The Chinese telecommunications giant Huawei Technologies reported a nearly 70 percent plunge in annual profit on Friday, a setback that encapsulated the economic scars brought on by escalating U.S. sanctions, higher commodity prices and lingering pandemic restrictions.
Net profit in 2022 slid 69 percent from the year before to 35.6 billion yuan, or just over $5 billion, Huawei said Friday at an annual conference in Shenzhen, China. But the company was able to eke out a 0.9 percent gain in revenue, to 642.3 billion yuan.
The company blamed the decline on pandemic lockdowns and U.S. sanctions, rising commodity prices set off by supply-chain disruptions, a ramp-up in investment in research and development, and a one-time jump in profit the year prior from the sale of its mobile phone branch Honor.
Huawei has served as a symbol for the tech competition between Washington and Beijing, becoming a bellwether for how China’s tech companies adapted to the United States’ global campaign to cut off China’s access to critical technologies.
American officials have long suspected that Huawei had close ties to the Chinese government, concerned that its technologies, such as 5G telecommunications equipment, could be used as surveillance tools. Huawei, a private company, denies it has any state ties.
The Global Race for Computer Chips
The Trump administration began to restrict semiconductor sales to Huawei in 2019. Last year, the Biden administration expanded those controls, cutting Huawei’s access to both U.S. consumers and suppliers and issuing a punishing freeze on chip-making equipment to large swaths of China’s semiconductor industry.
Those moves amounted to a “near complete embargo of U.S. technology and U.S. goods” to Huawei, said Daniel B. Pickard, a lawyer at Buchanan Ingersoll & Rooney and an expert on U.S. export controls. “I always think about Cuba, stuck in the 1950s and 1960s purely as a result of a unilateral embargo by the United States.”
The steep drop in profit, as well as Huawei’s acknowledgment of its economic challenges, was emblematic of the new economic reality for some Chinese companies. Last week, the chief executive of TikTok, which is owned by the Chinese company ByteDance, withstood five hours of hostile questioning at a hearing before U.S. lawmakers.
On Friday, Huawei executives acknowledged the mounting geopolitical challenges, while striking a tone of defiance. China’s semiconductor industry has gone through a “continuous stream of sanctions,” said Eric Xu, the rotating chairman of Huawei, adding that “China’s semiconductor industry will not sit idly by, but will take efforts around self-saving, self-strengthening and self reliance.”

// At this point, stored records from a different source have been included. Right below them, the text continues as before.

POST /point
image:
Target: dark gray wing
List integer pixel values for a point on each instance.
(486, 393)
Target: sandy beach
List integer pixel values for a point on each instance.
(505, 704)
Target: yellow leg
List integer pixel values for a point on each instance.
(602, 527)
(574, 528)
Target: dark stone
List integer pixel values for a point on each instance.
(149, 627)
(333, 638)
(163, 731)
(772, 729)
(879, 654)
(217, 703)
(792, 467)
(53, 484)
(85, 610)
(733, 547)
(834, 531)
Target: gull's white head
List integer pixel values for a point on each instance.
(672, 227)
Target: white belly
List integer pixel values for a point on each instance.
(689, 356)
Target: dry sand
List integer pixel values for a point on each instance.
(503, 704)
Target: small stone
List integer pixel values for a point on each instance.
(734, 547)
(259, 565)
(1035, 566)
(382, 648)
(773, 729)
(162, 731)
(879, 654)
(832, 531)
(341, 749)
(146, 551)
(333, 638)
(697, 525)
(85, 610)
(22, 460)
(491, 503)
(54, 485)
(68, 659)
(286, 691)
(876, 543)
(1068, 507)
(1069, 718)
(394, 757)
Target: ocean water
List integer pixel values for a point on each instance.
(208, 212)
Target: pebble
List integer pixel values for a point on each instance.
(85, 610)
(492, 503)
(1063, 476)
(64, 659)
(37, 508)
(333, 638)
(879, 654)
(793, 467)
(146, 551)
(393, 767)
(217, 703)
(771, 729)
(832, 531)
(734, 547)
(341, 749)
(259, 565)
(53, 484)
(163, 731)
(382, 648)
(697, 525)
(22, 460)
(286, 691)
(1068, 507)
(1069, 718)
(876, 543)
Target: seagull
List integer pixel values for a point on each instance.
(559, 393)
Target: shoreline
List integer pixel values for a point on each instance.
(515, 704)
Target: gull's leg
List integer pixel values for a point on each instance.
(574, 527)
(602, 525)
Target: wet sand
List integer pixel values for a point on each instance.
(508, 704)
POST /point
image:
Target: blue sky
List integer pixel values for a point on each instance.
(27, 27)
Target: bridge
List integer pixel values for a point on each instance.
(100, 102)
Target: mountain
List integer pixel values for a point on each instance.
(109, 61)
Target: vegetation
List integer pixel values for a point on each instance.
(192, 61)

In recent years, Huawei has diversified its businesses in an effort to wean itself off American parts. After selling off a portion of its smartphone business, the company said, it moved into cloud computing and stepped up integration of software and hardware used in manufacturing systems and smart cars.
Huawei said it had also invested heavily in research and development, including a semiconductor investment fund begun in 2019 as Washington stepped up sanctions. The fund has backed more than 80 Chinese companies.

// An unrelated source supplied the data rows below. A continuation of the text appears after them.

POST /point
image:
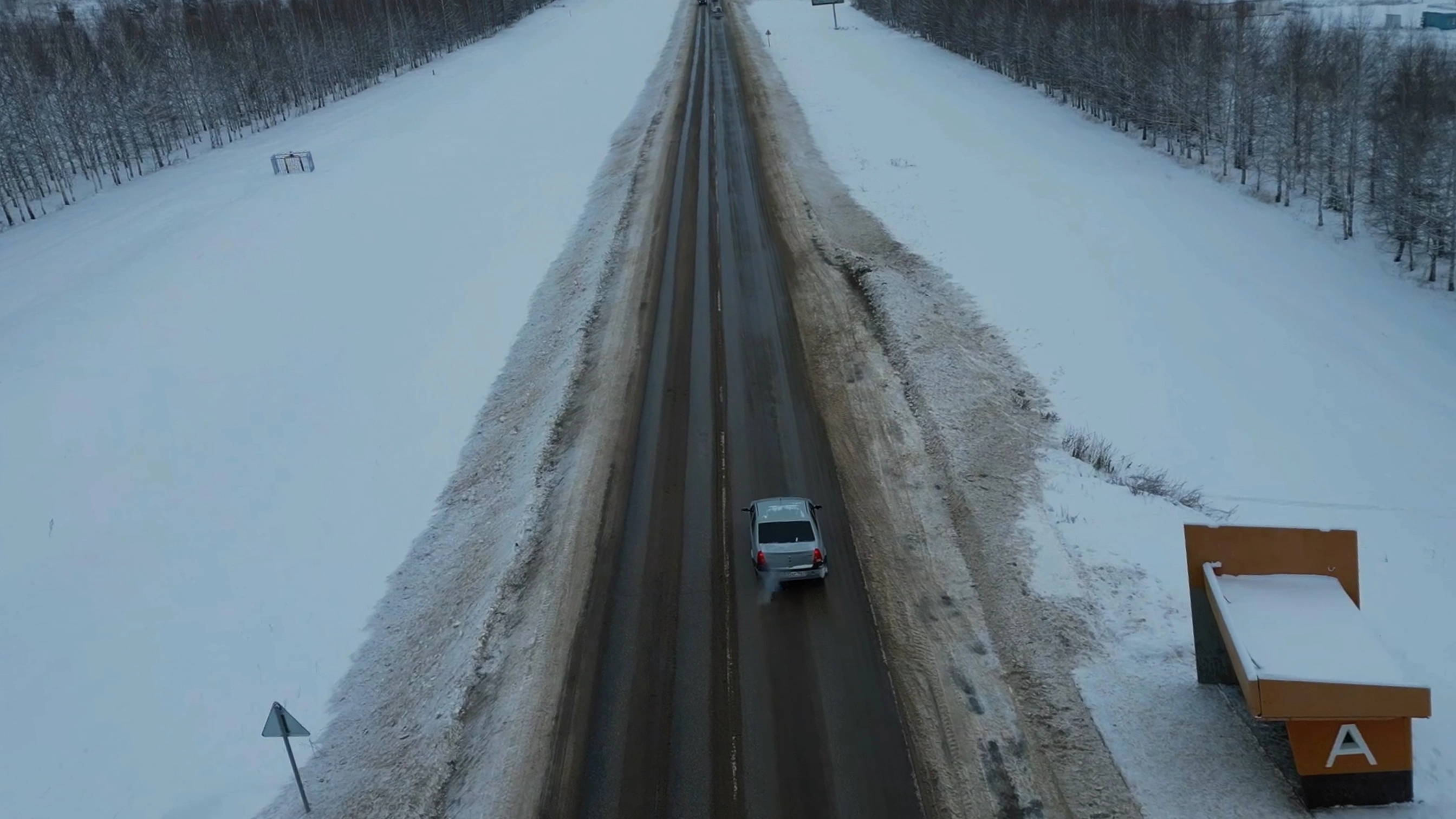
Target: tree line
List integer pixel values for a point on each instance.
(1359, 119)
(101, 98)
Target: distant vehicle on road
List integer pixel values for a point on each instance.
(785, 540)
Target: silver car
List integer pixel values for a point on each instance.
(785, 541)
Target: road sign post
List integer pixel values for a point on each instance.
(283, 723)
(830, 3)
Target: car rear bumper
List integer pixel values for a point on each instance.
(797, 573)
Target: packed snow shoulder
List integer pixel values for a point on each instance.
(935, 429)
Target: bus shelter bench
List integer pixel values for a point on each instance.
(1277, 613)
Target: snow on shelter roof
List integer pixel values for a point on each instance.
(782, 509)
(1304, 627)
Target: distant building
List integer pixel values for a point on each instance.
(1439, 18)
(1231, 9)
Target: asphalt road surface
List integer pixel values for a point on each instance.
(698, 691)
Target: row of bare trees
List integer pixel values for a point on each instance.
(1357, 119)
(100, 98)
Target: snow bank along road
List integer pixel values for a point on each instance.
(699, 693)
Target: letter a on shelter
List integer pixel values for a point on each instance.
(1349, 744)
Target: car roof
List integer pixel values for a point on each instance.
(774, 509)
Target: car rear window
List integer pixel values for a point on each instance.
(785, 532)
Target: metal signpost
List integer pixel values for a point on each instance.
(283, 723)
(830, 3)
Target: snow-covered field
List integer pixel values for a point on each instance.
(1288, 374)
(229, 402)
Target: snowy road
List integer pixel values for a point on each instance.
(705, 684)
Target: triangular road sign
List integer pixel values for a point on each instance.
(282, 723)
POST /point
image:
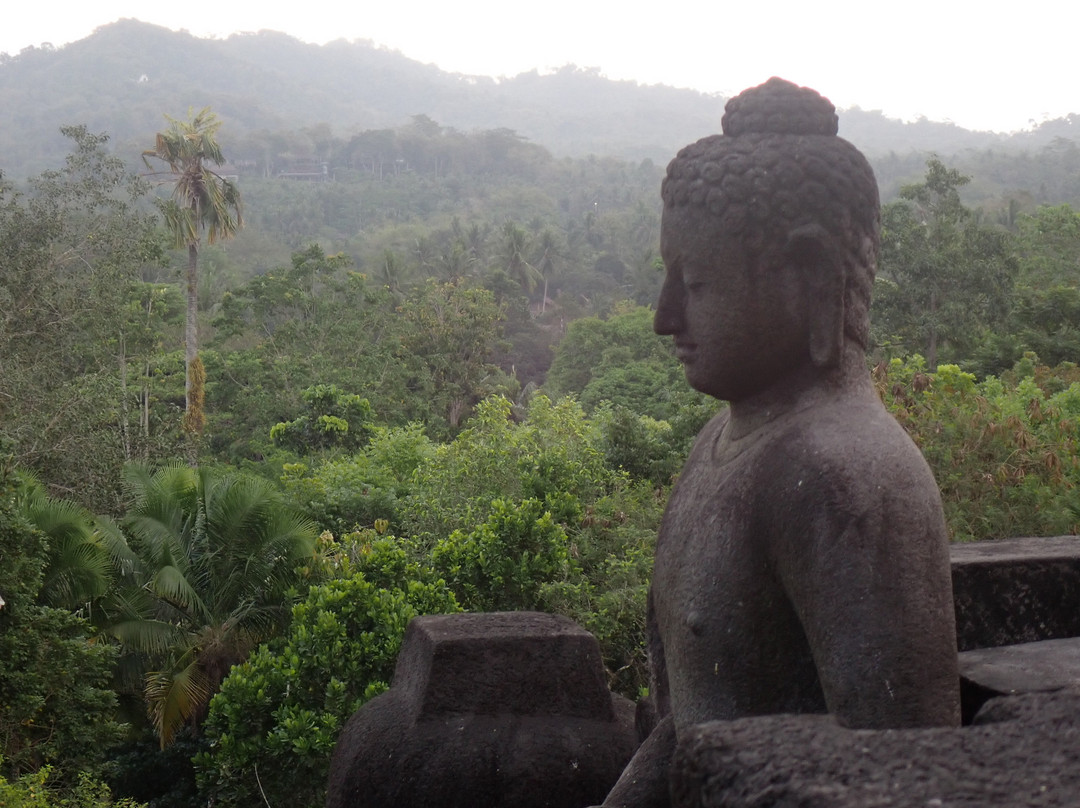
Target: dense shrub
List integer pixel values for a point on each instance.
(273, 725)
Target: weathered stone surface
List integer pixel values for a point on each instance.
(1023, 751)
(1016, 591)
(802, 562)
(487, 710)
(1050, 664)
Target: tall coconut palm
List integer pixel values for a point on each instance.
(202, 201)
(216, 555)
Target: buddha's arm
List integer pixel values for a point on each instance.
(865, 565)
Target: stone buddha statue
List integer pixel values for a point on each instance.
(802, 563)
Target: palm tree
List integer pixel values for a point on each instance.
(202, 201)
(84, 556)
(216, 555)
(513, 250)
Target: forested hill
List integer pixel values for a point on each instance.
(123, 77)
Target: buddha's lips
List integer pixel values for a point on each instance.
(684, 351)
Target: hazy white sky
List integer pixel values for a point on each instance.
(946, 59)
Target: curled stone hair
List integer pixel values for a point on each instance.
(779, 165)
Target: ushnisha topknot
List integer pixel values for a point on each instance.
(779, 107)
(779, 166)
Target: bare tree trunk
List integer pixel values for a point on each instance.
(191, 324)
(932, 347)
(124, 404)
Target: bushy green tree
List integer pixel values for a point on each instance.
(342, 494)
(215, 556)
(334, 419)
(41, 790)
(273, 725)
(1003, 450)
(944, 278)
(56, 702)
(79, 325)
(503, 564)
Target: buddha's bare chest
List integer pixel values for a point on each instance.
(730, 636)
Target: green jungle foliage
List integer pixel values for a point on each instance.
(56, 704)
(39, 790)
(273, 725)
(441, 357)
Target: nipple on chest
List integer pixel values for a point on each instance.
(696, 622)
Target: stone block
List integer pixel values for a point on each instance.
(495, 710)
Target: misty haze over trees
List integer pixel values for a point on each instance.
(431, 381)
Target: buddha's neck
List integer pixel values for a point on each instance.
(807, 387)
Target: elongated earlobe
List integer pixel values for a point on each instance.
(812, 251)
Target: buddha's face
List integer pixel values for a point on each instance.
(739, 326)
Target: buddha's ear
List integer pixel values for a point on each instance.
(812, 252)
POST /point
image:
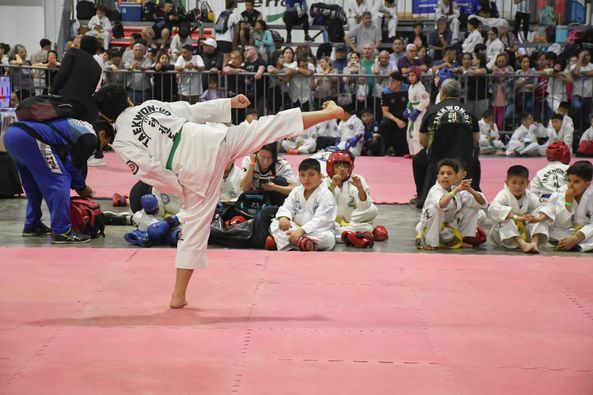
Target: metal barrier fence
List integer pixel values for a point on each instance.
(506, 95)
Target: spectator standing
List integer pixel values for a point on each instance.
(522, 17)
(180, 40)
(164, 20)
(189, 67)
(20, 78)
(296, 14)
(247, 24)
(474, 38)
(393, 126)
(385, 17)
(398, 52)
(440, 39)
(364, 32)
(100, 27)
(78, 77)
(165, 81)
(582, 92)
(138, 83)
(263, 41)
(411, 59)
(254, 84)
(226, 38)
(450, 10)
(354, 11)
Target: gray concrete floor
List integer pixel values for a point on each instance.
(400, 221)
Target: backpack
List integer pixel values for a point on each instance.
(85, 10)
(43, 108)
(277, 38)
(222, 23)
(86, 217)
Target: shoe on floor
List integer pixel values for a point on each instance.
(69, 237)
(38, 230)
(96, 162)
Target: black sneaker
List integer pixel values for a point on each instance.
(38, 230)
(69, 237)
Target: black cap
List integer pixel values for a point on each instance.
(396, 75)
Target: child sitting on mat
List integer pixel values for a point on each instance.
(356, 210)
(306, 219)
(571, 209)
(451, 210)
(516, 216)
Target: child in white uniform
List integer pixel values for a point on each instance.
(171, 147)
(552, 177)
(571, 208)
(450, 211)
(514, 211)
(306, 219)
(356, 210)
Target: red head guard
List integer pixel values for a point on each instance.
(339, 156)
(558, 151)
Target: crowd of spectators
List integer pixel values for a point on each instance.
(497, 72)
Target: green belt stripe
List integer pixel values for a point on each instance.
(176, 141)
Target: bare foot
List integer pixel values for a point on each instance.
(332, 108)
(525, 246)
(177, 302)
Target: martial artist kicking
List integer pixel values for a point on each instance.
(175, 148)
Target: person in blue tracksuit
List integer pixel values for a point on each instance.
(51, 159)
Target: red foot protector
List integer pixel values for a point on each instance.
(358, 239)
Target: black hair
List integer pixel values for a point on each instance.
(273, 149)
(89, 44)
(452, 163)
(524, 116)
(518, 171)
(310, 164)
(106, 127)
(582, 169)
(111, 100)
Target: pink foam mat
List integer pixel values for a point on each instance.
(390, 179)
(95, 321)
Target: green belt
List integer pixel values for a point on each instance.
(176, 141)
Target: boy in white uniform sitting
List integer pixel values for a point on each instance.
(450, 211)
(552, 177)
(489, 138)
(306, 219)
(524, 141)
(356, 210)
(514, 211)
(571, 208)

Mr. Xu said Huawei, together with a number of Chinese firms, had developed chip design tools to enable Chinese companies to make more advanced semiconductors. He heralded it as a boon for China’s chip sector.

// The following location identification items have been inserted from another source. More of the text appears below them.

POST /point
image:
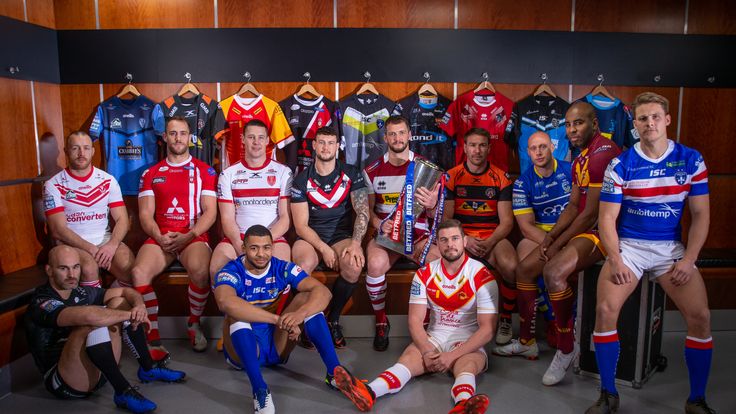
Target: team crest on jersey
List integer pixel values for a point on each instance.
(681, 177)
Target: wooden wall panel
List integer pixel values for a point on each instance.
(434, 14)
(12, 9)
(17, 132)
(41, 12)
(156, 14)
(514, 15)
(638, 16)
(709, 125)
(275, 13)
(19, 247)
(712, 17)
(50, 128)
(75, 14)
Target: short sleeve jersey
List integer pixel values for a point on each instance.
(328, 198)
(652, 192)
(46, 339)
(476, 198)
(455, 300)
(85, 201)
(255, 192)
(590, 165)
(262, 290)
(178, 190)
(236, 111)
(545, 197)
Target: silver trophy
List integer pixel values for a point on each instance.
(426, 175)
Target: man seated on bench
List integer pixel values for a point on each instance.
(74, 335)
(88, 197)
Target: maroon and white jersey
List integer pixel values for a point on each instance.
(255, 191)
(85, 201)
(455, 300)
(178, 190)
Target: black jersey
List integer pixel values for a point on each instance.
(45, 337)
(329, 199)
(427, 139)
(305, 117)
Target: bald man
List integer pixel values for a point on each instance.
(540, 194)
(573, 244)
(88, 197)
(74, 335)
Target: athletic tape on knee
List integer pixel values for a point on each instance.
(98, 336)
(236, 326)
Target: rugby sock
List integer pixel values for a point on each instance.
(151, 301)
(508, 299)
(376, 287)
(136, 341)
(607, 348)
(391, 380)
(244, 342)
(99, 351)
(562, 306)
(197, 300)
(342, 291)
(698, 355)
(527, 310)
(91, 283)
(464, 387)
(316, 328)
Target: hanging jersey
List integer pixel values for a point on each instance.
(652, 192)
(305, 117)
(328, 198)
(46, 339)
(177, 190)
(455, 300)
(615, 120)
(262, 290)
(85, 201)
(255, 192)
(128, 141)
(385, 182)
(200, 112)
(539, 113)
(235, 111)
(362, 120)
(590, 165)
(427, 139)
(545, 197)
(476, 198)
(490, 112)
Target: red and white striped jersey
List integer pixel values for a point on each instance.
(84, 200)
(178, 190)
(255, 191)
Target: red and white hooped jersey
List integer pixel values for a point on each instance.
(255, 191)
(455, 300)
(178, 190)
(86, 201)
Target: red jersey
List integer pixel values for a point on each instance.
(590, 165)
(490, 112)
(177, 190)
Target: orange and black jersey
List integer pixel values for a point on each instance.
(476, 198)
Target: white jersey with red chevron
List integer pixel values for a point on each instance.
(455, 300)
(84, 200)
(255, 191)
(177, 190)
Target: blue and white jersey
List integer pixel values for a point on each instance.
(128, 140)
(545, 197)
(261, 290)
(652, 192)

But analysts were skeptical of Mr. Xu’s claim, pointing to the challenges of doing so without American parts or American-sponsored machinery.
“There are a lot of questions,” said Douglas Fuller, an associate professor at the Copenhagen Business School and an expert on American export controls. “Is it a one-off for some specific chip involving tools of dubious intellectual property origins?”
Joining Mr. Xu was Huawei’s chief financial officer, Meng Wanzhou, who had returned 18 months earlier from a nearly three-year extradition battle on fraud charges related to Huawei.
Ms. Meng, the daughter of Huawei’s founder, Ren Zhengfei, was set to take on a six-month rotation as the chief executive on Saturday, a sign of her rising role in China’s efforts at technological stardom.
At the conference, she spoke bluntly about the company’s situation. When a reporter asked how Huawei could square its claim of financial stability with an enormous decline in profit, she replied: “Overall, we still exist, and we will continue to exist. That is the best embodiment of financial robustness.”